Saturday, February 17, 2007

Polish archbishop retracts statement that he aided communist police

A Polish archbishop who resigned after admitting collaboration with communist secret police has withdrawn his confession and asked a court to clear his name, Catholic News Service reports.
Lawyers for former Warsaw Archbishop Stanislaw Wielgus said he did not collaborate and that his secret police files were falsified. "There was neither secret not conscious collaboration -- in my view, the archbishop acted in the interests of the church," said Marek Malecki, a lawyer acting for Archbishop Wielgus. He said a trial would allow "a different evaluation of the stance of clergy at the time."
Waldemar Gontarski, another lawyer, told the Zycie Warszawy daily Feb. 13 that the national appeal the archbishop delivered Jan. 5 was not his own and that "not just his signature, but the whole file covering his alleged cooperation with the secret services has been falsified."
Malecki filed a petition with Warsaw's Verification Court on behalf of Archbishop Wielgus, who resigned Jan. 7, two hours before his formal installation ceremony as archbishop of Warsaw.
In his January 5 appeal to Catholics, Archbishop Wielgus said he had met with secret police agents on numerous occasions in the 1960s and 1970s and signed a collaboration pledge during a "moment of weakness." Malecki told the Polish Catholic news agency KAI that passages had been added to Archbishop Wielgus' Jan. 5 statement without his knowledge, including the words: "I harmed the church by the fact of my entanglement.

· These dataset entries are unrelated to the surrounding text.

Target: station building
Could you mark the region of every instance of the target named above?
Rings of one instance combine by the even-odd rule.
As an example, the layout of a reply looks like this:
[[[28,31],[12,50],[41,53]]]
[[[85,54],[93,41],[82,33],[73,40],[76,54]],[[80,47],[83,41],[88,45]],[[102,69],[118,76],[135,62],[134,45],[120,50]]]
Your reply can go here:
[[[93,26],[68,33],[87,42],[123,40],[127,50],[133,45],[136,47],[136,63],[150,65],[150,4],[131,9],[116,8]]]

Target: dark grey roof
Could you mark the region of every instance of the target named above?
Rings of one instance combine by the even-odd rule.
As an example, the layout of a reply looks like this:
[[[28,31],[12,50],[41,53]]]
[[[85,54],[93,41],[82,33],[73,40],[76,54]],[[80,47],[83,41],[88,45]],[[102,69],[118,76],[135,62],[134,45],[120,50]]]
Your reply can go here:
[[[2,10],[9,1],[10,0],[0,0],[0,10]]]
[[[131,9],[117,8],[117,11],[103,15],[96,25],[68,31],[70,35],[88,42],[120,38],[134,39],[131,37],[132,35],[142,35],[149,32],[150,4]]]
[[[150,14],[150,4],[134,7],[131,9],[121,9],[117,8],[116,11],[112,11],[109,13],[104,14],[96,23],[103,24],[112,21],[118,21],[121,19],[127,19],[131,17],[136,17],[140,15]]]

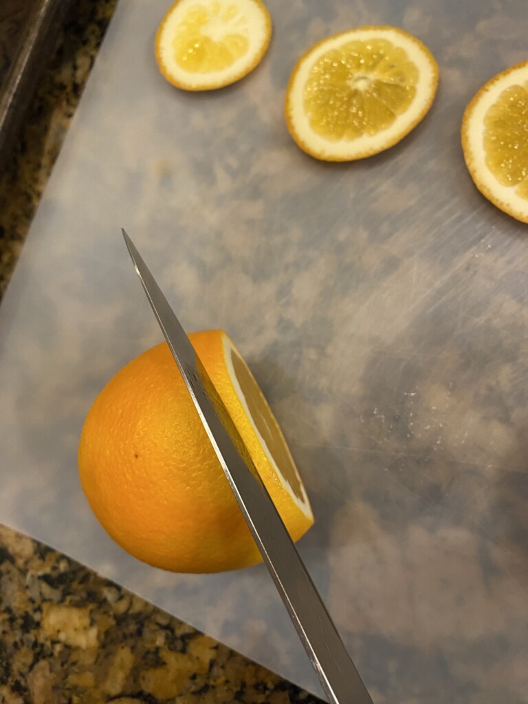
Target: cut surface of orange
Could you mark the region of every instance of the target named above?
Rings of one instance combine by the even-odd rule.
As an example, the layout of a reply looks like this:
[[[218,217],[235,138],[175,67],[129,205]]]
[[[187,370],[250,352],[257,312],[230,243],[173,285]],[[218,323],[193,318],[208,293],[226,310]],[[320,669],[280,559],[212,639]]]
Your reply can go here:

I harmed it again when, in recent days, facing a heated media campaign, I denied the fact of my cooperation."
He added that the accusations against the archbishop had disregarded Polish law, which requires collaboration to be established by a constitutional court ruling, and said Archbishop Wielgus also had a right to have his case partly heard in secret. "This is an absolutely exceptional situation - a member of the clergy has decided to submit himself to verification to obtain moral exoneration," said the lawyer, who has acted successfully for other high-profile clients. "I can assure you the archbishop is determined to defend his rights and present the truth about his activities in that period to public opinion."

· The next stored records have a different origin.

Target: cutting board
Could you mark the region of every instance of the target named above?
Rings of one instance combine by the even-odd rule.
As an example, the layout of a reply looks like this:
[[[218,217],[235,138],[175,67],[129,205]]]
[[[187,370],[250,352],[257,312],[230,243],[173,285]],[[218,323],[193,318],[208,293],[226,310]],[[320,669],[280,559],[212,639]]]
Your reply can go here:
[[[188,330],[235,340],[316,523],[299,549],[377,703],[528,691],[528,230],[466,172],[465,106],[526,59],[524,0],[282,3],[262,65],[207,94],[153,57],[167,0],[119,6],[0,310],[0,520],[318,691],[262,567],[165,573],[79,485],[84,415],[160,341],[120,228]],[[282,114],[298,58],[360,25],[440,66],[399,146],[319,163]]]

In December Archbishop Wielgus, who has not spoken publicly since resigning, was named to succeed Cardinal Jozef Glemp as head of the Warsaw Archdiocese. However, the Gazeta Polska weekly accused Archbishop Wielgus of having been a "trusted collaborator" of Poland's secret police, the Sluzba Bezpieczenstwa, for 22 years.
The allegation was confirmed in early January by separate commissions appointed by Poland's civil rights commissioner and the bishops' conference; representatives of both said they had seen documents confirming the archbishop's "deliberate secret cooperation."
However, in a January 9 Polish TV interview, Cardinal Glemp said the archbishop had fallen victim to an "organized media action" and urged him to take legal action.